The wealthy men, usually from Saudi Arabia, pay the families between $500 to $5,000 as a type of dowry for the bride. After the summer is over, the girl returns to her family.

These arrangements are often organized by marriage brokers or the girl’s parents.

Source:  Milena Veselinovic, “Scandal of ‘summer brides’,” Independent, July 15, 2012.

According to a report by the International Crisis Group, child hit men recruited and trained by Mexican Drug Cartels are paid $78 (1,000 Mexican Pesos) to commit a murder. One four-teen year old boy who was interviewed on television stated that he had decapitated four people.

Teenagers who work for the drug cartels are able to make between $390 to $468 (5,000 to 6,000 Pesos) per two-week pay period. They are outfitted with Uzis, Ar-15 rifles, and 9 mm handguns and are charged with killing targets.  In comparison, if a  minor working in Mexico were to work in regular job, the teen would be paid about $298 (3,800 Pesos) per month.

Source:  “Pena Nieto’s Challenge: Criminal Cartels and Rule of Law in Mexico,” International Crisis Group, Latin American Report No.48, March 19, 2013.

According to a report by the Associated Press, in 2013 there were 100,000 children living in orphanages in Cambodia.

An anti-trafficking organization in the country estimates that up to 70 percent of the orphans have at least one parent living.

Source:  Associated Press, “Cambodia shuts foreign-run orphanage accused of beating children, human trafficking,” Washington Post, March 25, 2013.

An estimated 35,000 to 50,000 children in Tehran, Iran are forced to work as beggars on the street or in sweat shops.

(More child trafficking statistics.)

Source:  Cesar Chelala, “Afghanistan’s legacy of child opium addiction,” Japan Times, Opinion, March 1, 2013.

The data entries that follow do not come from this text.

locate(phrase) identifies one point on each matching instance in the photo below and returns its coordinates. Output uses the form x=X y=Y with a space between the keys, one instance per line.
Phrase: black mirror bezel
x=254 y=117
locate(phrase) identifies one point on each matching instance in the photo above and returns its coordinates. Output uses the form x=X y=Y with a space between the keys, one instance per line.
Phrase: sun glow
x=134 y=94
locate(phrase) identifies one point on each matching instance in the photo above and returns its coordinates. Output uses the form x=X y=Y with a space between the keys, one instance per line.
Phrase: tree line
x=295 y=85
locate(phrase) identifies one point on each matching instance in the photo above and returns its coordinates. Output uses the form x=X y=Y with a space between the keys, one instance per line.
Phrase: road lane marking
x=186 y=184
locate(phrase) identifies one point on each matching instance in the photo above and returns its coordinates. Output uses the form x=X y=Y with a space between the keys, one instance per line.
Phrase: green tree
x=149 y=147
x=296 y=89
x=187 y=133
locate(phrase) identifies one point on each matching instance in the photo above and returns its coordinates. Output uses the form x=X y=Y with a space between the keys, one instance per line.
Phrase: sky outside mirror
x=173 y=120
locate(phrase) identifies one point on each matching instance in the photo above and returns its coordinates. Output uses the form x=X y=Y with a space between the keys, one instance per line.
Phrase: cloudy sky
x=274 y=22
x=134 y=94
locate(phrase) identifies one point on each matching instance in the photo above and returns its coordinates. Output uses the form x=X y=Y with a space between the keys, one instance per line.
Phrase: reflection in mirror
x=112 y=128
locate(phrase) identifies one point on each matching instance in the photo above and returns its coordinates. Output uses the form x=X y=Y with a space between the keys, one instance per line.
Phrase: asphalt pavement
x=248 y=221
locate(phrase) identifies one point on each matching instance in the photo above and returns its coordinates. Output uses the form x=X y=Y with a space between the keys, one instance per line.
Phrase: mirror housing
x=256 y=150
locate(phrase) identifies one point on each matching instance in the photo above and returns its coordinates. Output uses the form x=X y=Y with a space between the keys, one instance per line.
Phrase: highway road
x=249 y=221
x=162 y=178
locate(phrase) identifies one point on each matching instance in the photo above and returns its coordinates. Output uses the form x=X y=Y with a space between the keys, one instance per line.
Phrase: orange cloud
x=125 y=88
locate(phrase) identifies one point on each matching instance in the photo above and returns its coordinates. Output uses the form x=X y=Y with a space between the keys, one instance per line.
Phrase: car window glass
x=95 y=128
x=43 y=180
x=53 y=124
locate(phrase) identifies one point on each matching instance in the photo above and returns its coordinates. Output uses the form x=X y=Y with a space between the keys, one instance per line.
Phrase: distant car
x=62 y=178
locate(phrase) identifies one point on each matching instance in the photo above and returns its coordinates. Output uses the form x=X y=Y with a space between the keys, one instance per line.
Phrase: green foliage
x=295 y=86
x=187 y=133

A report released in 2013 by the United Nations Office on Drugs and Crime offered a breakdown of victims of human trafficking activities worldwide.

Trafficking victims have been rescued in 118 countries and represent 136 different nationalities, according to the UNODC.

Sex trafficking accounts for 58 percent of all human trafficking cases that are investigated around the world. Labor trafficking accounts for 36 percent of the cases.

Women account for 55 to 60 percent of the victims, and women and girls account for 75 percent of trafficking victims.

(See prices of human traffickers here.)

Children account for 27 percent of victims during the 2007 to 2010 time period,  up from 20 percent between 2003-2006. Two out of every three child trafficking victims were girls.

In total, there are an estimated 20.9 million people around the world who are victims of human trafficking.

Source:  Associated Press, “UN Says Human Trafficking Found in 118 Countries,” ABC News, February 13, 2013.

At the start of 2013, the reported price to purchase an abducted boy in China was $14,473 (90,000 Yuan). The price in 2013 was higher than the previous price of $6,432 (40,000 Yuan) that was reported in previous years.

The higher price for an abducted boy in China in 2013 was attributed to a crackdown on child trafficking by Chinese police that began in 2009. Between 2009 and 2012, police reported that over 54,000 children have been rescued from trafficking gangs.

The children are abducted and sold to coupes who usually do not have boys.

(Prices of human traffickers.)

Source:  “Child Trafficking: A cruel trade,” Economist, January 26, 2013.

The Florida Department of Children and Families reported that there were 427 reported cases of child trafficking within the state in 2011.

In 2009, there were 43 cases of child trafficking in Florida.